Barbarism and Its Discontents
Barbarei und Zivilisation bilden eine der ältesten und rigidesten Oppositionen in der westlichen Geschichte. Gemäß dieser Dichotomie fungiert die Barbarei als negativer Standard, durch den die „Zivilisation“ ihre Selbstdefinition und Überlegenheit fördert, indem sie andere als „Barbaren“ abstempelt.
"Seit den 1990er Jahren und insbesondere seit dem 11. September sind diese Begriffe in der politischen und kulturellen Rhetorik des Westens immer beliebter geworden - eine Rhetorik, die die Welt in Kräfte des Guten und des Bösen einteilt. Die vorliegende Studie greift in diesen jüngsten Trend ein und hinterfragt die zeitgenössische und historische Verwendung des Begriffs „Barbarei“ mit dem Argument, dass die Barbarei auch ein störendes, aufrührerisches Potenzial hat.

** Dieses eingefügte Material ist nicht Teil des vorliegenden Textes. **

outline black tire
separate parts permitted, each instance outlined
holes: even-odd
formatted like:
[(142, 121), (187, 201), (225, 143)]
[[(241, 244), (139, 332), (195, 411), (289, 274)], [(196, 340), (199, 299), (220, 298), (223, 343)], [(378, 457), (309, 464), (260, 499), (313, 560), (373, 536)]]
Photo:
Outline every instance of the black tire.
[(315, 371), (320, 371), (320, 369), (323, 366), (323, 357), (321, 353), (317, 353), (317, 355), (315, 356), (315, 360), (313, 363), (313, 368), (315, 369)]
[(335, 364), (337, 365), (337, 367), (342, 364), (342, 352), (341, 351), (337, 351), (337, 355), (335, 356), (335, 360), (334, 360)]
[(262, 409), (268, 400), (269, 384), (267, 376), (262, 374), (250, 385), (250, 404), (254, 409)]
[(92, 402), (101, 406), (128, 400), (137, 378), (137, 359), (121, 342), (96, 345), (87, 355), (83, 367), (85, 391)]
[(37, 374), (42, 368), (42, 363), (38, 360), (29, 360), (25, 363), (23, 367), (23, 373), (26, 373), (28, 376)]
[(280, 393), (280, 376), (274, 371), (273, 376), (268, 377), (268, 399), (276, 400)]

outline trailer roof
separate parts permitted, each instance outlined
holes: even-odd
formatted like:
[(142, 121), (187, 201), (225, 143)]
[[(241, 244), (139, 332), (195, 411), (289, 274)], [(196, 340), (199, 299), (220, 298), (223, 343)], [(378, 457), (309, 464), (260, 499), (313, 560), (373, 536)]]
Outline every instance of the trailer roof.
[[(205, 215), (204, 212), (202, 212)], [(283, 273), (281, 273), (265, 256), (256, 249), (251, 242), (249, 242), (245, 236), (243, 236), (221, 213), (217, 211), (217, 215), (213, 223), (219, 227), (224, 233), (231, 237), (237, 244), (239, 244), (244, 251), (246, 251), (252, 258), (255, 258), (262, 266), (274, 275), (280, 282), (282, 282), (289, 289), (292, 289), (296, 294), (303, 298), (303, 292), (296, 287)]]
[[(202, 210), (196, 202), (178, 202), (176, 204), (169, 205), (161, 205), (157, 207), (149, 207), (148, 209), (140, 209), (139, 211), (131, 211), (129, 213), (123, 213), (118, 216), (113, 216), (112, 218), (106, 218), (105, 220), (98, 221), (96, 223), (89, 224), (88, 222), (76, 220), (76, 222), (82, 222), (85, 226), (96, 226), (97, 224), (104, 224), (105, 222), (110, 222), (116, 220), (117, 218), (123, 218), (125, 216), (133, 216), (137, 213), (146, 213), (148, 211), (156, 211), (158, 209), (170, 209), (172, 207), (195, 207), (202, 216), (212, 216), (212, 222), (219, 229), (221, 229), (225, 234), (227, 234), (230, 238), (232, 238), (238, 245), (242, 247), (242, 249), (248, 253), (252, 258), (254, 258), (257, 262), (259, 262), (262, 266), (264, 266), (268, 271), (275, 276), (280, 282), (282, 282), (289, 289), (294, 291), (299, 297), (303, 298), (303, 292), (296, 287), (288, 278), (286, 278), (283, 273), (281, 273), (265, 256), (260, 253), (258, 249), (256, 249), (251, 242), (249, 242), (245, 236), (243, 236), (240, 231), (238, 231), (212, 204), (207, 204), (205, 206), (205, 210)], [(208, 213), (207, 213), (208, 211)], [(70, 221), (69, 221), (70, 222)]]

Boletsi rekonstruiert die Barbarei als produktives Konzept und stellt fest, dass sie sich wie ein roter Faden durch die Werke der Literatur, Kunst und Theorie zieht. Indem er die Barbarei aus ihren konventionellen Kontexten herauslöst, gewinnt dieses Buch die Schärfe der Barbarei zurück und macht sie zu einem nützlichen theoretischen Werkzeug.